In absolute terms, NPAs increased 32.7 percent year on year to Rs 3.46 lakh crore at the end of March.
The 20 banks that have declared their earnings for the March quarter so far saw their collective non-performing assets rise to 8.32 percent of all the loans on their books, CARE Ratings said in a report.
Of the 20 lenders, 11 belonged to the private sector, while 9 were state-owned. At the end of March last year, their collective NPAs constituted 7.17 percent of their loans.
In absolute terms, NPAs increased 32.7 percent year on year to Rs 3.46 lakh crore at the end of March.

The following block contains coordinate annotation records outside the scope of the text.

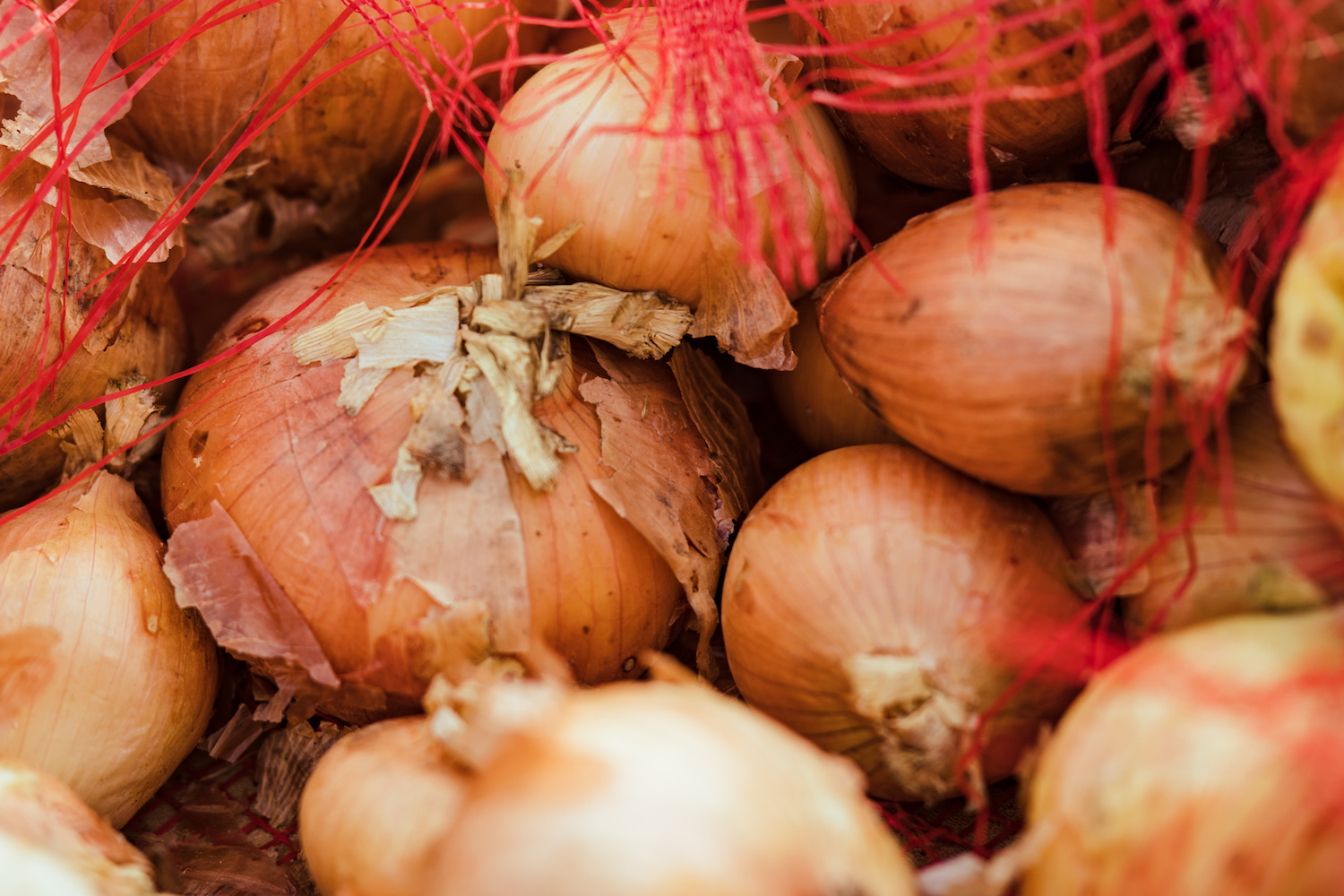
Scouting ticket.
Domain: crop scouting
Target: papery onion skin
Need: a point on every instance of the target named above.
(292, 469)
(875, 557)
(376, 806)
(660, 790)
(932, 145)
(125, 683)
(1204, 762)
(1002, 371)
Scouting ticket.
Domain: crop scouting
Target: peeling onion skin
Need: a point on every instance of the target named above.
(879, 555)
(659, 788)
(292, 468)
(126, 685)
(1000, 373)
(376, 806)
(930, 147)
(1206, 762)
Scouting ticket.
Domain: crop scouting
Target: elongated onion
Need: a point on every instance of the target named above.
(1204, 762)
(108, 683)
(1005, 371)
(878, 603)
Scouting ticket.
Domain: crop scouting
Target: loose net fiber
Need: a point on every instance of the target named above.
(77, 74)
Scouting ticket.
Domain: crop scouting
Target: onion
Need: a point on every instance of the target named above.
(379, 586)
(816, 403)
(1005, 371)
(937, 43)
(879, 603)
(1203, 762)
(53, 844)
(599, 134)
(660, 788)
(108, 683)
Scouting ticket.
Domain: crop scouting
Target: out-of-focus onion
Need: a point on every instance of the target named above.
(816, 403)
(1003, 370)
(940, 54)
(108, 683)
(56, 845)
(658, 790)
(878, 603)
(1204, 762)
(644, 185)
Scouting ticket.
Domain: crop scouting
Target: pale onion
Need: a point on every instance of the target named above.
(644, 190)
(265, 461)
(816, 403)
(879, 603)
(51, 844)
(112, 683)
(1002, 371)
(932, 145)
(1203, 763)
(658, 788)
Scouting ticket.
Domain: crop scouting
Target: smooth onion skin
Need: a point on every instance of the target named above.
(879, 551)
(376, 806)
(292, 469)
(129, 677)
(661, 790)
(932, 147)
(1203, 763)
(1000, 371)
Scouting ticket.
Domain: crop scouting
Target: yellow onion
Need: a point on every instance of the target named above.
(816, 403)
(940, 54)
(664, 788)
(644, 185)
(266, 470)
(1005, 368)
(56, 845)
(1204, 762)
(108, 683)
(879, 603)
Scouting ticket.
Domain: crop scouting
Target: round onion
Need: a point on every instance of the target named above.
(941, 54)
(1002, 370)
(878, 603)
(1203, 762)
(112, 681)
(659, 788)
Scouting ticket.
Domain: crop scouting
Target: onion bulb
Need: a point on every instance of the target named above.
(816, 403)
(1005, 370)
(56, 845)
(879, 603)
(1204, 762)
(610, 139)
(108, 683)
(935, 45)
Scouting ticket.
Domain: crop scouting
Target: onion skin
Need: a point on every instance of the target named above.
(290, 468)
(882, 552)
(930, 147)
(660, 790)
(1000, 373)
(376, 806)
(126, 678)
(1204, 762)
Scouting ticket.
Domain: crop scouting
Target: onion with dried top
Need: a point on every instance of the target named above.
(1005, 368)
(879, 603)
(108, 684)
(1204, 762)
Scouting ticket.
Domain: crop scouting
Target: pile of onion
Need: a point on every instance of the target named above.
(108, 683)
(1037, 355)
(881, 603)
(924, 131)
(685, 172)
(1204, 762)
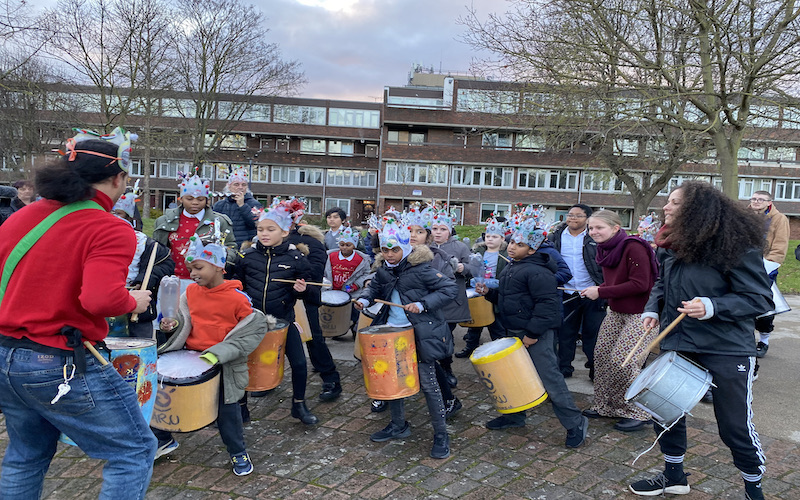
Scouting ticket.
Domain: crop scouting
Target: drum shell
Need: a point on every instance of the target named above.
(334, 315)
(480, 310)
(669, 387)
(135, 361)
(265, 363)
(185, 405)
(389, 362)
(301, 321)
(509, 376)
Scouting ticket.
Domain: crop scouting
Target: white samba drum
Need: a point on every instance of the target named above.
(334, 313)
(480, 310)
(188, 392)
(135, 360)
(301, 321)
(389, 362)
(364, 320)
(265, 363)
(669, 387)
(506, 370)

In comparison, all their advances put together rose 14.4 percent over the same period.
The share of NPAs in total loans, also called NPA ratio, increased for all banks except Yes Bank and Kotak Mahindra Bank among the private ones, and Vijaya Bank and Indian Bank among the state-owned ones.

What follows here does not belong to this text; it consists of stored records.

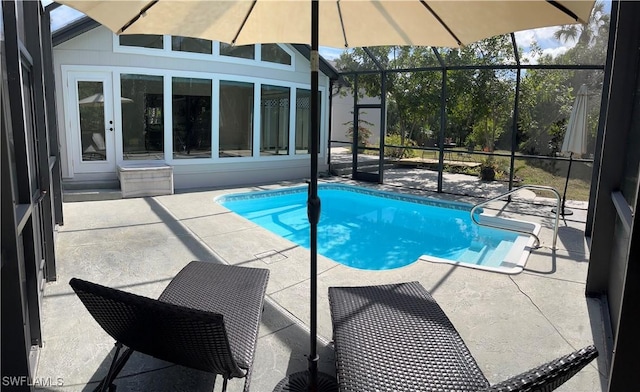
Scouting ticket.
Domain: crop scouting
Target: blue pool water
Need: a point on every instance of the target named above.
(375, 230)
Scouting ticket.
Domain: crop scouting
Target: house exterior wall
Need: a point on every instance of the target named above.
(98, 51)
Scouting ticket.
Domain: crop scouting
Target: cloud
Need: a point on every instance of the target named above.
(330, 53)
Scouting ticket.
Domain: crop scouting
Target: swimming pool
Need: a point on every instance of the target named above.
(377, 230)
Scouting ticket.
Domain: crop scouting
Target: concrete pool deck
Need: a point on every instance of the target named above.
(510, 322)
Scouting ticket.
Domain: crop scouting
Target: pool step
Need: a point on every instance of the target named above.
(498, 254)
(483, 255)
(473, 255)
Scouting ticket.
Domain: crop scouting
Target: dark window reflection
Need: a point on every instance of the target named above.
(193, 45)
(191, 102)
(236, 119)
(274, 114)
(142, 41)
(142, 116)
(273, 53)
(244, 51)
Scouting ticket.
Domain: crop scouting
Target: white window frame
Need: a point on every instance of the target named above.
(166, 51)
(168, 75)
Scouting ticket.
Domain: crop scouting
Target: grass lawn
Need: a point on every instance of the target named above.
(525, 172)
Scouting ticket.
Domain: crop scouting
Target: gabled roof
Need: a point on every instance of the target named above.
(85, 24)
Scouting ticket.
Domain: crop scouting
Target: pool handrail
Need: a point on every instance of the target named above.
(537, 239)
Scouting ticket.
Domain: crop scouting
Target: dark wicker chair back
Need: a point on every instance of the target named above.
(549, 376)
(173, 333)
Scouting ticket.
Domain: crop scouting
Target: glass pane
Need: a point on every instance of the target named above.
(274, 113)
(275, 54)
(92, 126)
(236, 119)
(142, 40)
(191, 118)
(142, 116)
(244, 51)
(303, 119)
(193, 45)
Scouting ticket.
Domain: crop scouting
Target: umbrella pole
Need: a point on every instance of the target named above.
(566, 184)
(312, 380)
(313, 203)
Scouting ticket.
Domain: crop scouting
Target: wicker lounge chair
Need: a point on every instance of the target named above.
(207, 318)
(397, 338)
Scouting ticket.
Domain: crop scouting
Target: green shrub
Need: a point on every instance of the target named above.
(399, 152)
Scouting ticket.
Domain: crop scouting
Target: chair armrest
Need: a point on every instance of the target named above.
(549, 376)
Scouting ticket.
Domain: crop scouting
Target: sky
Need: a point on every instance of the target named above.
(543, 36)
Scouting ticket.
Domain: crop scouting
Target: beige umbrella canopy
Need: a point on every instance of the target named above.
(335, 23)
(342, 23)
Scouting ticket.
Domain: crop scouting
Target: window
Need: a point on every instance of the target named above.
(142, 41)
(275, 54)
(193, 45)
(191, 102)
(274, 114)
(244, 51)
(142, 120)
(236, 119)
(303, 119)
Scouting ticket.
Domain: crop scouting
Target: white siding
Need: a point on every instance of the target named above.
(94, 51)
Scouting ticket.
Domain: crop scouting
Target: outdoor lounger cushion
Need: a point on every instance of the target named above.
(397, 338)
(207, 318)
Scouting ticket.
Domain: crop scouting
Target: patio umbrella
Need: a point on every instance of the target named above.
(339, 23)
(575, 137)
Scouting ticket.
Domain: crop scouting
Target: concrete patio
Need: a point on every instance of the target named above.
(510, 322)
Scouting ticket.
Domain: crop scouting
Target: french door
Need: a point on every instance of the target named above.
(92, 124)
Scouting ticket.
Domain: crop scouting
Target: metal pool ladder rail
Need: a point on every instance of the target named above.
(539, 187)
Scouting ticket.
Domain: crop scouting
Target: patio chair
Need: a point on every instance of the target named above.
(207, 318)
(397, 338)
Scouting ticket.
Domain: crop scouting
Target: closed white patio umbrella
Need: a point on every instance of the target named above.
(335, 23)
(575, 137)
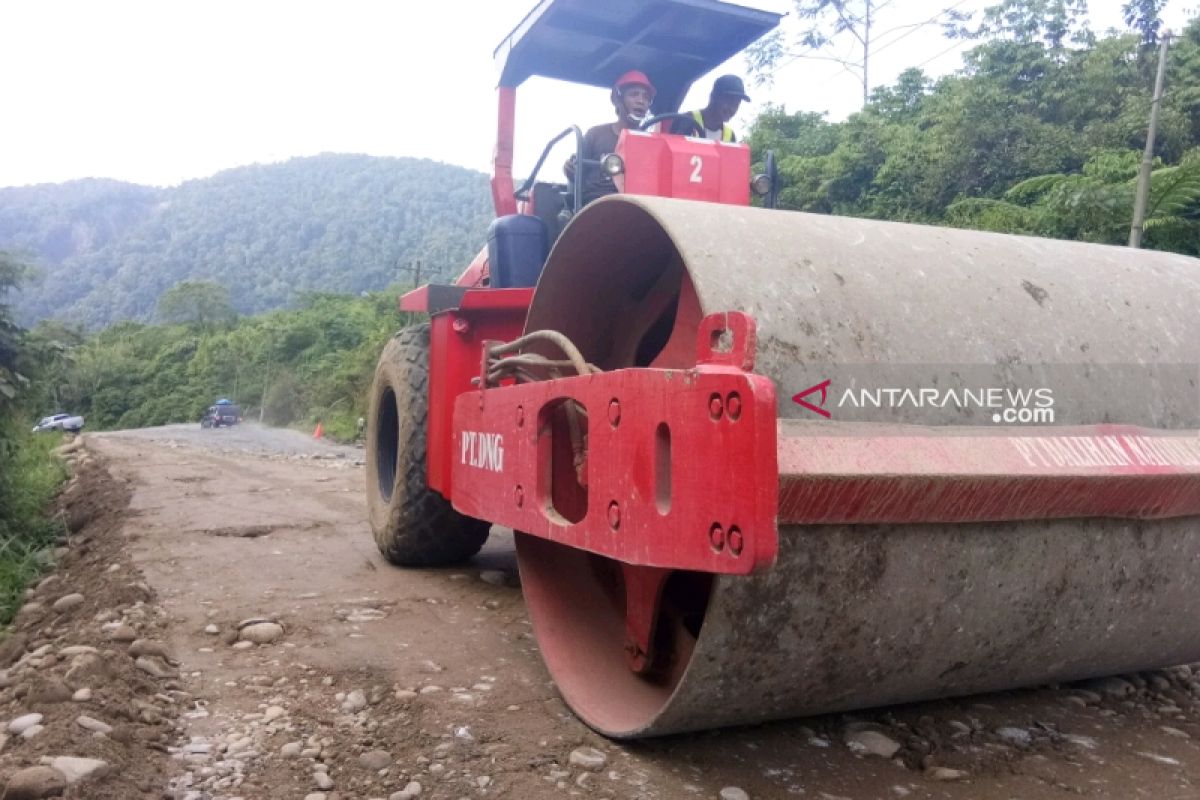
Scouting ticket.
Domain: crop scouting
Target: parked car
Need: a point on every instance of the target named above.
(59, 422)
(226, 414)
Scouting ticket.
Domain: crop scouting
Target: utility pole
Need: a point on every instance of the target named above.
(1147, 157)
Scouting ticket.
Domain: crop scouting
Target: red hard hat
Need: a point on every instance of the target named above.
(634, 77)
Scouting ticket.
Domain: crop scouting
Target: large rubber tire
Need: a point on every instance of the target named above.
(413, 524)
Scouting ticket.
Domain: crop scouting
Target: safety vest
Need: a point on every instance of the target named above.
(726, 131)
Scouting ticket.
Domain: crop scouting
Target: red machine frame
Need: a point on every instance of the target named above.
(495, 455)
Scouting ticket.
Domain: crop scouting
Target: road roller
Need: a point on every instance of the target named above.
(767, 464)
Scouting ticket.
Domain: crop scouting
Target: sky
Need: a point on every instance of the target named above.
(163, 91)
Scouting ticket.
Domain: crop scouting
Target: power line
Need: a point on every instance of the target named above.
(846, 65)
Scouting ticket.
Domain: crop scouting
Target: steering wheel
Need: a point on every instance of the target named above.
(695, 130)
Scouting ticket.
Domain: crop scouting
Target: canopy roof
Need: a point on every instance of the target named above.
(593, 42)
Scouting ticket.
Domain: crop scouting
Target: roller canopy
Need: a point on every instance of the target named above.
(588, 42)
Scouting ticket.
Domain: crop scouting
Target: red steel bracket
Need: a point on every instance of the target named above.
(678, 467)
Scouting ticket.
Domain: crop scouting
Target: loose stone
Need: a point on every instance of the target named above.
(94, 725)
(262, 632)
(871, 743)
(589, 758)
(67, 602)
(376, 759)
(24, 722)
(412, 789)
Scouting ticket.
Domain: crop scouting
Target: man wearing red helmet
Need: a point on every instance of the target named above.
(631, 97)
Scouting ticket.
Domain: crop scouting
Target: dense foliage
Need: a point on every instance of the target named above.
(29, 474)
(107, 251)
(1041, 132)
(311, 362)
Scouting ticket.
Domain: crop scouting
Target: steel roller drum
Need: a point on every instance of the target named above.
(863, 615)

The banks that saw their NPA ratio rise the most over the last year were UCO Bank (7.52 percent of total loans), Dena Bank (5.77 percent), Union Bank (4.56 percent), Oriental Bank of Commerce (3.90 percent), Allahabad Bank (2.87 percent) and Bank of Maharashtra (2.55 percent).

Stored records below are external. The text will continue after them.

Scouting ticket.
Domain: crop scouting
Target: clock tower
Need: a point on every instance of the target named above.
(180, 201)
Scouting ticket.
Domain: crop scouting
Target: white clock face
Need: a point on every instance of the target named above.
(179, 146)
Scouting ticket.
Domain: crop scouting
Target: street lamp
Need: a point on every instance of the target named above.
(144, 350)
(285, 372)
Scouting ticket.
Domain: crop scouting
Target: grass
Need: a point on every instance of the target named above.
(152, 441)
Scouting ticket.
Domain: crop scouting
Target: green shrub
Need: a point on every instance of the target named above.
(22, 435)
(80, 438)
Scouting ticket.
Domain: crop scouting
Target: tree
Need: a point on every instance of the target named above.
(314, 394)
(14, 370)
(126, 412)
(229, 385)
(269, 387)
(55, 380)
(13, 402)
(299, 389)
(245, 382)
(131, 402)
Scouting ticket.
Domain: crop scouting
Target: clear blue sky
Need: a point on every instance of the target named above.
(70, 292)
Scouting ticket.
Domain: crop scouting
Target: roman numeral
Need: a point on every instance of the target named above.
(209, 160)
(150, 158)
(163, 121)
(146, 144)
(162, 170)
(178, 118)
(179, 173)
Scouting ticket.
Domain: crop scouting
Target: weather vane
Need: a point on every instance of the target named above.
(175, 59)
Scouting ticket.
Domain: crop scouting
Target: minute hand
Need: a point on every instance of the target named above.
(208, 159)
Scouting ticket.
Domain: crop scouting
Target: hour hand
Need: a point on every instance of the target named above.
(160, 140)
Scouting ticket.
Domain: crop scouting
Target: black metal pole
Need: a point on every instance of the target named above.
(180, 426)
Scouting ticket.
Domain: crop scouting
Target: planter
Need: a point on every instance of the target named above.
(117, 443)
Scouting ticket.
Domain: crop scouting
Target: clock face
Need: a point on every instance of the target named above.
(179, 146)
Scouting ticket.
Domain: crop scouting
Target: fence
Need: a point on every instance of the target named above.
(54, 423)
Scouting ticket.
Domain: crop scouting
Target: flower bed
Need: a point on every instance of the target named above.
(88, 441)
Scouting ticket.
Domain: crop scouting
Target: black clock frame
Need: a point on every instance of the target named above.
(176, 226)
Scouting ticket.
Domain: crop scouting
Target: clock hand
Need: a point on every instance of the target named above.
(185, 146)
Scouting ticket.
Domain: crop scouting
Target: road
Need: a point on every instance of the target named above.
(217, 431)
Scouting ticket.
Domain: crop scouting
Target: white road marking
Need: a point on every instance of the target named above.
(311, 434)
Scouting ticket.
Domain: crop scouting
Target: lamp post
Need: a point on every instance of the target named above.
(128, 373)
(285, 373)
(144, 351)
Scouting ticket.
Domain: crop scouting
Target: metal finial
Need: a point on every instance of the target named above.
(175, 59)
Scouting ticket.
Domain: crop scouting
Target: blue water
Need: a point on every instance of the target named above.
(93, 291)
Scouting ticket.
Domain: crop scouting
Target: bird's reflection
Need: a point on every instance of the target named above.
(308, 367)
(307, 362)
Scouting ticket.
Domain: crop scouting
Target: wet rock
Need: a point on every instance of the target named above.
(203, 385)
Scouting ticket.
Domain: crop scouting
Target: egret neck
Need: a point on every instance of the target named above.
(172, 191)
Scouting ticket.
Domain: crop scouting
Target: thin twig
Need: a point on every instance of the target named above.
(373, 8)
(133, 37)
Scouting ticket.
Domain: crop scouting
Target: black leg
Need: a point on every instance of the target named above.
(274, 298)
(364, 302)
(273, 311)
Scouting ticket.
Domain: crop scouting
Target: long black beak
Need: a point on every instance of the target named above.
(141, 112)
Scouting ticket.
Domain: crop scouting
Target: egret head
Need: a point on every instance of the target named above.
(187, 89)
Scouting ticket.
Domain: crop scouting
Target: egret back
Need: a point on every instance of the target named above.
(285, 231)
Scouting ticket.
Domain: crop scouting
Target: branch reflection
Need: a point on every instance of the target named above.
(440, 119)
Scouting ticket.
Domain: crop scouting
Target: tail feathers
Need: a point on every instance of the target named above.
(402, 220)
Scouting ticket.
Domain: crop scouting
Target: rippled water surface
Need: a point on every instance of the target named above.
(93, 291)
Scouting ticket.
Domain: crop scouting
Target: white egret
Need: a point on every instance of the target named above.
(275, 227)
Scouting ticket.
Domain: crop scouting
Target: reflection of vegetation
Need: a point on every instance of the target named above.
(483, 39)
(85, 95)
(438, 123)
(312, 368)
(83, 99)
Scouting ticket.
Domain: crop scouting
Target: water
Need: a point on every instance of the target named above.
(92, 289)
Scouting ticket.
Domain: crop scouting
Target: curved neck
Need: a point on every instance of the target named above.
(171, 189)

Among private banks, Axis Bank's NPA ratio rose the most.
In terms of new NPAs, which weren't on the books this time last year, Union Bank, Canara Bank, Allahabad Bank, Dena Bank and Oriental Bank of Commerce reported the highest figures among the public sector lenders.
Among private banks, ICICI Bank and Axis Bank saw the highest amount of new NPAs over the past year, CARE said.